From the Editors

Industry responds to Japanese earthquake

When the world learned of the devastation in Japan that followed an earthquake and tsunami on March 11, people everywhere were shocked and saddened.

Once that shock wore off and reality sunk in, big questions began to pop up in the industry. With the Big Four motorcycle manufacturers and suppliers for many industry companies located in the affected country, what would happen in the industry? How will this affect the Japanese OEMs? What about other manufacturers that rely on Japanese parts? How about North American arms of OEMs? And how will dealers be affected?

Unfortunately, many of those questions have yet to be answered. More than two weeks after the quake struck, Japan is still facing extensive recovery efforts.
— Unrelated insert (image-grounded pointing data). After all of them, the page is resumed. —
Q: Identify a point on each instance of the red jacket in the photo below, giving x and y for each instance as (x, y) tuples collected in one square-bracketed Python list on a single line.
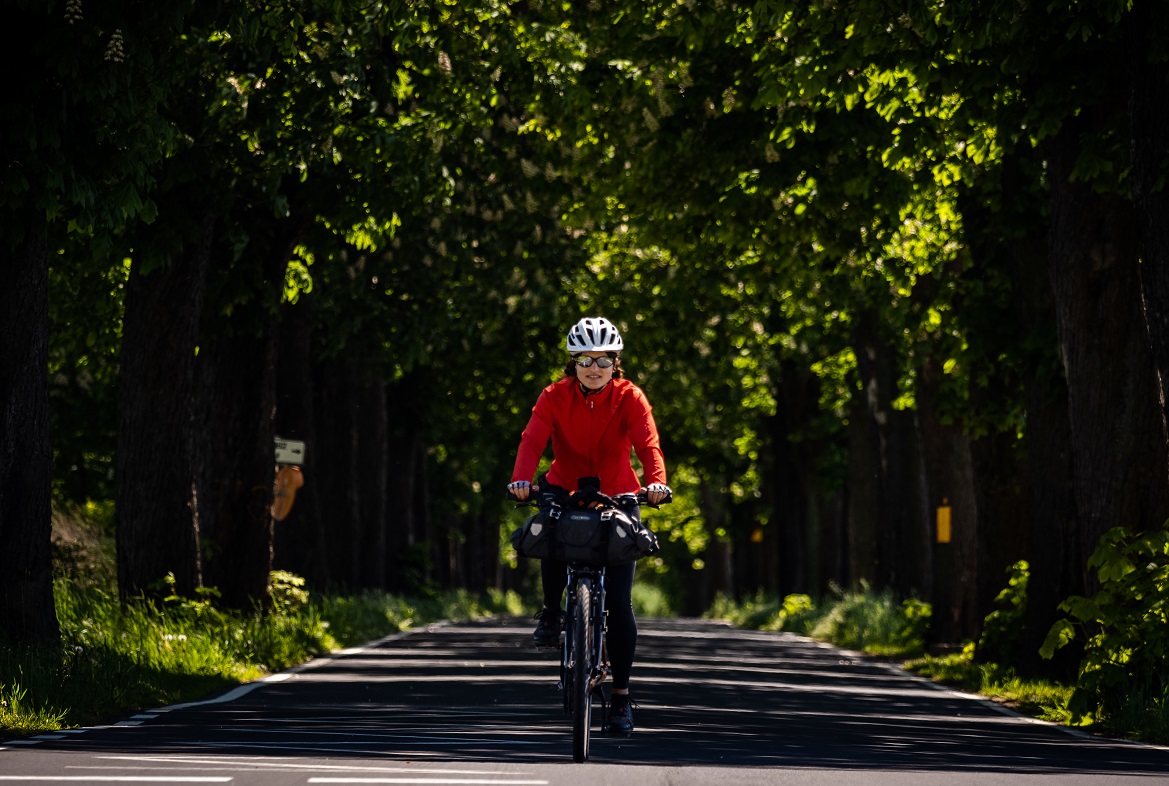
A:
[(592, 436)]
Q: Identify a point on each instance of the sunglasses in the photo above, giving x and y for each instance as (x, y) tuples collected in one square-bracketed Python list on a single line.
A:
[(585, 362)]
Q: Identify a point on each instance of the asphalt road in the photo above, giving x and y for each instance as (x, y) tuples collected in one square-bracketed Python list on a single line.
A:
[(474, 703)]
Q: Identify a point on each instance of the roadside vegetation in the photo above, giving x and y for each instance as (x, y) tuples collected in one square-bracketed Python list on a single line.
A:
[(115, 659), (1121, 687)]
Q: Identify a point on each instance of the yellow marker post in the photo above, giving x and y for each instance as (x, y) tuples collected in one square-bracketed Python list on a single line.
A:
[(943, 522)]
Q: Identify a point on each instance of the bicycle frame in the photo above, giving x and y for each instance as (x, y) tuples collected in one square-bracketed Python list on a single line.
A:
[(582, 667)]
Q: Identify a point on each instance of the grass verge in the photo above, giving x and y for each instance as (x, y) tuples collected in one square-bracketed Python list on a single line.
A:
[(116, 659)]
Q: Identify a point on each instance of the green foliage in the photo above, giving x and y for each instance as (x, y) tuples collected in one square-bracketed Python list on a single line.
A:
[(1038, 698), (874, 622), (116, 659), (866, 621), (1002, 632), (1125, 629)]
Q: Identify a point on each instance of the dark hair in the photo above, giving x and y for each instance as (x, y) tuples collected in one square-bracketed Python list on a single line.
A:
[(571, 369)]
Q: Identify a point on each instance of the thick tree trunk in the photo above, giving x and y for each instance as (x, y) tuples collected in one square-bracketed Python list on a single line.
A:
[(948, 470), (1148, 108), (787, 490), (157, 511), (27, 613), (1118, 434), (901, 545), (336, 391), (372, 468), (1052, 531), (407, 526), (862, 518), (299, 539), (236, 398)]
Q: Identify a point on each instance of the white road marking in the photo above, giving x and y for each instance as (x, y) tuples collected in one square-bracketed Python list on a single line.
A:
[(422, 780), (123, 779), (269, 763)]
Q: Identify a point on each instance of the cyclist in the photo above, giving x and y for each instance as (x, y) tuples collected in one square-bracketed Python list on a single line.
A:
[(594, 416)]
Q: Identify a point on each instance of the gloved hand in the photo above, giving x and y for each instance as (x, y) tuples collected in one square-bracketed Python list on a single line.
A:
[(519, 489), (656, 493)]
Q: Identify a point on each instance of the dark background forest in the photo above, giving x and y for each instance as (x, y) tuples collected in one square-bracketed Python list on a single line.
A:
[(870, 259)]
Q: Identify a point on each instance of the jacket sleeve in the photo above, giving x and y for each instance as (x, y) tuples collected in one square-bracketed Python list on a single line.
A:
[(647, 445), (534, 440)]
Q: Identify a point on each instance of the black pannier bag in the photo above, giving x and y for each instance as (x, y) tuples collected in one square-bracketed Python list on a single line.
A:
[(533, 539), (594, 537)]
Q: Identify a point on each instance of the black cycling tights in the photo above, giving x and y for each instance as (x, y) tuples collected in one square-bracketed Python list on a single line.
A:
[(618, 587)]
OEMs have undergone periodic shutdowns, not because their facilities were damaged but because of electrical shortages and affected suppliers.
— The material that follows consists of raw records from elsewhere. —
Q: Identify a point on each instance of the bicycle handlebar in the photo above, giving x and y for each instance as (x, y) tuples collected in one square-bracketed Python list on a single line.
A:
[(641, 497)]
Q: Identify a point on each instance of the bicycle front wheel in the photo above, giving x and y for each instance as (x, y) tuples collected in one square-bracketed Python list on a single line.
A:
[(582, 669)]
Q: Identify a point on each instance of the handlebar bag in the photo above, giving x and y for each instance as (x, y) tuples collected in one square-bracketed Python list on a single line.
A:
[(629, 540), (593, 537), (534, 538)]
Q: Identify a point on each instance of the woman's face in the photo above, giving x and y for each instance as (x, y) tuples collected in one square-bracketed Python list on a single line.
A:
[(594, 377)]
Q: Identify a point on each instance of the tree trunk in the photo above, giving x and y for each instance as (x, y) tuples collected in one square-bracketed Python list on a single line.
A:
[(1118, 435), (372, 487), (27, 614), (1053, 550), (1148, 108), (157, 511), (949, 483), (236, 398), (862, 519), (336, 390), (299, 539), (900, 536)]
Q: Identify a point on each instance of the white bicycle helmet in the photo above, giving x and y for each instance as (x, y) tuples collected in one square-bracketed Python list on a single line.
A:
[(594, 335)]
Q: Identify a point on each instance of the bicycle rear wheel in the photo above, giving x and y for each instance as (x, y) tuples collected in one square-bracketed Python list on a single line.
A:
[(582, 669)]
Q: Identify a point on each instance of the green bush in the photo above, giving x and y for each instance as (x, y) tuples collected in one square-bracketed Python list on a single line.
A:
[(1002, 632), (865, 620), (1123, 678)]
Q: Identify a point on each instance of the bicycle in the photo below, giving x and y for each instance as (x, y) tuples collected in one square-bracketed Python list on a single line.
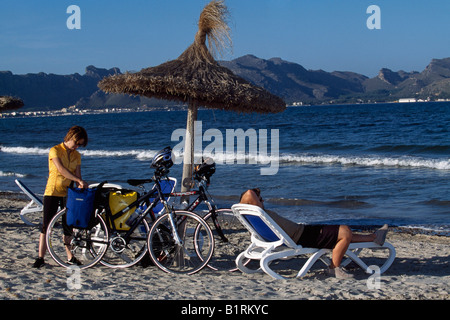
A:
[(88, 245), (231, 237), (177, 241)]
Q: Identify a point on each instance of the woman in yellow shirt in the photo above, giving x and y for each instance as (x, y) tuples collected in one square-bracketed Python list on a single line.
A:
[(64, 163)]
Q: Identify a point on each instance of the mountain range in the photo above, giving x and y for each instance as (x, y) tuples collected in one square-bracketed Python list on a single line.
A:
[(291, 81)]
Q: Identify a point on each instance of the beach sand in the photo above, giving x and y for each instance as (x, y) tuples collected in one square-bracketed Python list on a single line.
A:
[(420, 271)]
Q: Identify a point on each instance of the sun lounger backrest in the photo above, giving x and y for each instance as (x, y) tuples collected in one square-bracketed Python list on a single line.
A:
[(261, 228), (261, 224)]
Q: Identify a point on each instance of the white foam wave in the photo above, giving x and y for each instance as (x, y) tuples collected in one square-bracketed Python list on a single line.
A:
[(370, 161), (11, 174), (25, 150)]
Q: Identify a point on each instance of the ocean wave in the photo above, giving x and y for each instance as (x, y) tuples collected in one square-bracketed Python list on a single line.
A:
[(25, 150), (369, 161), (262, 159), (344, 203)]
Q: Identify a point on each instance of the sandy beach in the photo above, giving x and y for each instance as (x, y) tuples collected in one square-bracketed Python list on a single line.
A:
[(421, 271)]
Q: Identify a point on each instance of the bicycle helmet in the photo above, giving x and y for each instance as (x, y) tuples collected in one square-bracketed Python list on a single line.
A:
[(163, 159), (205, 170)]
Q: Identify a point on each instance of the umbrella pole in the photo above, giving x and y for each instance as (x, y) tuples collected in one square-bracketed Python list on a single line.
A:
[(188, 160)]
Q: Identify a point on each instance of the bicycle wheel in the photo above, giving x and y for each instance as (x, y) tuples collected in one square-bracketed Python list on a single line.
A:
[(124, 252), (237, 239), (87, 245), (190, 255)]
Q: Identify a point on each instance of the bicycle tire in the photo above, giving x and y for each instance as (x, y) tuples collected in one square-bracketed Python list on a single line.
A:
[(195, 251), (124, 253), (237, 239), (87, 245)]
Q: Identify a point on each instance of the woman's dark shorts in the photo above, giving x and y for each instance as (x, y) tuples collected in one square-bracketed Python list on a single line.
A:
[(319, 236)]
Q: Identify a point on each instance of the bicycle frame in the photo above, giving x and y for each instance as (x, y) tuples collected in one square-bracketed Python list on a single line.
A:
[(203, 196), (158, 197)]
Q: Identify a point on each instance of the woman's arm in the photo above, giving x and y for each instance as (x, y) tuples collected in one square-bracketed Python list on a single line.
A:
[(67, 174)]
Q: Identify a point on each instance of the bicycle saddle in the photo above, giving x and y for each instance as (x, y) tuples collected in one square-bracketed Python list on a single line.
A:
[(138, 182)]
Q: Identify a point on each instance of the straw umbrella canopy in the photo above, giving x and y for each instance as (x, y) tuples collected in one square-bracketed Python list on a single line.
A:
[(196, 78)]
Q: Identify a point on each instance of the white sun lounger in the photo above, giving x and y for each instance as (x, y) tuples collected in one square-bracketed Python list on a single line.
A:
[(270, 242), (33, 207)]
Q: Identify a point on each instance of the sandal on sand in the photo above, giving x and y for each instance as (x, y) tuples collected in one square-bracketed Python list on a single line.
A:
[(39, 263), (339, 273), (74, 261), (381, 235)]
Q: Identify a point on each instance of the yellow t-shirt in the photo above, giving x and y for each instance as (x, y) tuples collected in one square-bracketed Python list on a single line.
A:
[(57, 184)]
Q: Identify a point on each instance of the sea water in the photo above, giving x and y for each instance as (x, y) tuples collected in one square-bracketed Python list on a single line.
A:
[(361, 165)]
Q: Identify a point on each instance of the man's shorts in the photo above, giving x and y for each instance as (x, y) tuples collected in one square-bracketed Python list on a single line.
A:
[(319, 236)]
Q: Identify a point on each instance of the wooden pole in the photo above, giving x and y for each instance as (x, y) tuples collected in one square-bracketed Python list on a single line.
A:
[(188, 160)]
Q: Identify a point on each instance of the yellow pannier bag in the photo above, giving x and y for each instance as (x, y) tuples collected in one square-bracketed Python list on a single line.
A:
[(119, 201)]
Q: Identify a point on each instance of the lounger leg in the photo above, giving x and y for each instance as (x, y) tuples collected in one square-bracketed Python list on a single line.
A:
[(353, 255)]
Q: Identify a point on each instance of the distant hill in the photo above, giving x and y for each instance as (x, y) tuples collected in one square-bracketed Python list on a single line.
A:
[(295, 83), (291, 81)]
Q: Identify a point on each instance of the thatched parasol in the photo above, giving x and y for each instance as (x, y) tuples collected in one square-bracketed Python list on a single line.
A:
[(195, 77)]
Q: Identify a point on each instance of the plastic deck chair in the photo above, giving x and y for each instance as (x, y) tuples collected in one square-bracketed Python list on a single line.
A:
[(269, 242), (33, 207), (167, 186)]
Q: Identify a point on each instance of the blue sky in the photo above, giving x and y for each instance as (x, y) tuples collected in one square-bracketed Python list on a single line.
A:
[(318, 34)]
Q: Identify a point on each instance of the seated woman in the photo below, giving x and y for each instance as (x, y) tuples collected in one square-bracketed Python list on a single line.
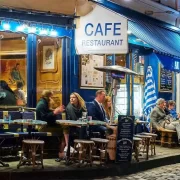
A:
[(107, 106), (74, 111), (172, 110), (44, 113)]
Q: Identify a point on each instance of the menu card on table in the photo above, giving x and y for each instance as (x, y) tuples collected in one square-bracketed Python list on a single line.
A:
[(165, 80), (124, 138)]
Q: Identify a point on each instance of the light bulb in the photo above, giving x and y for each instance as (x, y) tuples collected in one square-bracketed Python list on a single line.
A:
[(6, 26)]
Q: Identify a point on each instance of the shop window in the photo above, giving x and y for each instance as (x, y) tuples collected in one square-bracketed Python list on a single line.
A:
[(138, 99), (49, 68), (121, 60), (121, 100), (13, 54)]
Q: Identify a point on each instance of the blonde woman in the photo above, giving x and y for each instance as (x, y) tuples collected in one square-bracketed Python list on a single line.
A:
[(107, 106), (44, 113), (74, 111)]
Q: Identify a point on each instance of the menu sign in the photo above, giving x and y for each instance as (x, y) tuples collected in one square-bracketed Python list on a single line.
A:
[(124, 138), (165, 80)]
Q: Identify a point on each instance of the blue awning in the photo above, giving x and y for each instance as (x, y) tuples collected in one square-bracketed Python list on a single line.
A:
[(158, 38), (170, 63)]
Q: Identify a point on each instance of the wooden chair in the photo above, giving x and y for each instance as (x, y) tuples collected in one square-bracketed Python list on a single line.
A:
[(166, 136), (100, 149), (136, 148), (84, 151), (146, 143), (111, 147), (28, 153), (152, 142)]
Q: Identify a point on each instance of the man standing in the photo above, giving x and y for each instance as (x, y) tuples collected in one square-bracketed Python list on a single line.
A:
[(160, 120), (97, 112), (16, 75), (20, 94)]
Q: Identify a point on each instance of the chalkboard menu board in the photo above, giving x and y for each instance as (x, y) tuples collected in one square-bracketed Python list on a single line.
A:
[(165, 80), (124, 138)]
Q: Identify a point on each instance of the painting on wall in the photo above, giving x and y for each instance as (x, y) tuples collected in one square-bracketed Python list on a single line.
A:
[(13, 71), (48, 58), (90, 78)]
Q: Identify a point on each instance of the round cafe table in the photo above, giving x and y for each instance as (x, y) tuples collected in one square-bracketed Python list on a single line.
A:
[(2, 138), (70, 124), (30, 123), (95, 123)]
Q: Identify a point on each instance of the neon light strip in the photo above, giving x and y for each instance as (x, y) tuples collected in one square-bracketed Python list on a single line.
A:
[(38, 29)]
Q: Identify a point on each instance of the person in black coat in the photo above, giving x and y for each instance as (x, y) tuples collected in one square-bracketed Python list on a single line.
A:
[(7, 96), (96, 110)]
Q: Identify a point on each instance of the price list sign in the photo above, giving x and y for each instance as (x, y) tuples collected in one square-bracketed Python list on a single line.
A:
[(124, 138), (165, 80)]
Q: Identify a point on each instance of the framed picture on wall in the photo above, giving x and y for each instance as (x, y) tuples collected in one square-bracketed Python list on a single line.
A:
[(48, 57), (90, 78), (165, 80)]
Honda planned to reopen its motorcycle plant in Kumamoto, Japan, on Monday. Kawasaki Heavy Industries reported it planned no long-term shutdowns at its Akashi motorcycle production plant, and Yamaha Motor Corp. and Suzuki Motor Corp. are both running limited production.

Some OEMs have admitted effects could trickle down to North America eventually. Yamaha expects supply to be affected, though how is still unknown, said Bob Starr, general manager for national communications for Yamaha Motor Corp. U.S.A.’s motorsports group. Honda’s Gold Wing production is underway in Japan, but it’s uncertain if future operations will continue, said Bill Savino, American Honda’s motorcycle press manager. All four OEMs reported that they’re working to get operations back to normal as soon as possible. (See more about the latest updates in the upcoming issue of Powersports Business.)
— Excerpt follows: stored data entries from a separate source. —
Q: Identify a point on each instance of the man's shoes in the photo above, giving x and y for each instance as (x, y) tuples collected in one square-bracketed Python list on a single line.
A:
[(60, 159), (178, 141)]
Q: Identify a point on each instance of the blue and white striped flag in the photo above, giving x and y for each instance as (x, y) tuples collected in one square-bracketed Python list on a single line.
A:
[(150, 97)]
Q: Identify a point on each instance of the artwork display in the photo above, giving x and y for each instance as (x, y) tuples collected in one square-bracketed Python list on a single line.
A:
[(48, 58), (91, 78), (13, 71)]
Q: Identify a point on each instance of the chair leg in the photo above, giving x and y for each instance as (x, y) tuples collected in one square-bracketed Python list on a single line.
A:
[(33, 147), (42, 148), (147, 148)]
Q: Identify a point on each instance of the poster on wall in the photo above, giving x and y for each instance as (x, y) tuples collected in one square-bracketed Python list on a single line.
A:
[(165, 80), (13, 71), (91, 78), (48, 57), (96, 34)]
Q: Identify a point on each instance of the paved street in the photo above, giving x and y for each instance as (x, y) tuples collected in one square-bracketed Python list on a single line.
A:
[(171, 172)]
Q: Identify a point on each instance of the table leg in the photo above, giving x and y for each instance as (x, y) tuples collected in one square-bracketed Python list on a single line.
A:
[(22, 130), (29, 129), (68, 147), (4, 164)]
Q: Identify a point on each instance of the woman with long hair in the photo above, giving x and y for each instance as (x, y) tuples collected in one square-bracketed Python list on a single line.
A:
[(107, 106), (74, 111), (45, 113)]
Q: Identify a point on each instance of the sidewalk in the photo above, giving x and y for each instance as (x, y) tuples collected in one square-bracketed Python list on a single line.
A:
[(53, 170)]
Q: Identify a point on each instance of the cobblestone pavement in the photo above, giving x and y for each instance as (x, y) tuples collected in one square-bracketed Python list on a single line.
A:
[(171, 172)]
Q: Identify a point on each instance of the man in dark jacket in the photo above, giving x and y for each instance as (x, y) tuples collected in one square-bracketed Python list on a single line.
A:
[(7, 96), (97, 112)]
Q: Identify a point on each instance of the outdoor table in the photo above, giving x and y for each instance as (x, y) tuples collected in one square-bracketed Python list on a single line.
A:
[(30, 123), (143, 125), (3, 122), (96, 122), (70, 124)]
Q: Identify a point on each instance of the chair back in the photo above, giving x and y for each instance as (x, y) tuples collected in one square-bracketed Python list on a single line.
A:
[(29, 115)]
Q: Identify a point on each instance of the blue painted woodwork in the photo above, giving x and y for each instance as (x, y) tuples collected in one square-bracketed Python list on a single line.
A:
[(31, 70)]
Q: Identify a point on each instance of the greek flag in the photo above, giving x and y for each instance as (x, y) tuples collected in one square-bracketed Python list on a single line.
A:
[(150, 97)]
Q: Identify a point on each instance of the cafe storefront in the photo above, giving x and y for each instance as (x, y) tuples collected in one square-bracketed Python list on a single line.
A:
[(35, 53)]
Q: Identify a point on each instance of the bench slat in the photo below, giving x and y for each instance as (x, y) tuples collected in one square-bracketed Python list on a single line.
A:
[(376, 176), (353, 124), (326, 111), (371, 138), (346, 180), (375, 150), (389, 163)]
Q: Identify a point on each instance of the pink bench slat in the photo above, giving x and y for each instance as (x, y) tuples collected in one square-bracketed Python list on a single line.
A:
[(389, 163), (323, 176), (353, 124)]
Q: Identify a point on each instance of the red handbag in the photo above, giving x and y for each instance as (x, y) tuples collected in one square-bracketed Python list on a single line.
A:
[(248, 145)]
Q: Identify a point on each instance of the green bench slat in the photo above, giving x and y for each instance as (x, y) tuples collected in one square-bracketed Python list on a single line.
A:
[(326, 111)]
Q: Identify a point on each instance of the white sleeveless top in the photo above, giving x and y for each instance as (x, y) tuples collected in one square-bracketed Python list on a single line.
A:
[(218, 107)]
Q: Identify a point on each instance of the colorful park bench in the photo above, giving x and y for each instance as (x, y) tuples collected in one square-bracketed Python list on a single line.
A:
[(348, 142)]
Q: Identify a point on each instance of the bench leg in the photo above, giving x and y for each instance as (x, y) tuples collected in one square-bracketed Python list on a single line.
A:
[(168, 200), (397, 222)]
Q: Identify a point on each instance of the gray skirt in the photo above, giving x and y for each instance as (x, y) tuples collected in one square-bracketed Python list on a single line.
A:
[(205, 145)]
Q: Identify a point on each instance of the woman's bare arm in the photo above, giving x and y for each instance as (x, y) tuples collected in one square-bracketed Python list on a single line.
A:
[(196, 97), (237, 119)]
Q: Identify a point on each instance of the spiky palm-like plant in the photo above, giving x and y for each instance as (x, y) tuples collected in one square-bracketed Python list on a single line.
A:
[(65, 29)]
In the wake of the devastation, the industry has stepped up. All of the Big Four have donated money and supplies to recovery efforts. Also, the Harley-Davidson Foundation has donated $250,000; industry fund Moto for Japan has raised more than $12,000; and The Motorcycle Industry Council (MIC), Motorcycle Safety Foundation (MSF) and Specialty Vehicle Institute of America (SVIA) boards are collectively donating $10,000 to the 2011 Japan Relief Fund.

Uncertainty still abounds, but industry leaders are meeting daily to assure production and supply get back on track. The horror of what occurred is still hard to grasp, but as an industry, many are supporting recovery efforts. Many are also working to bring our business back to normal.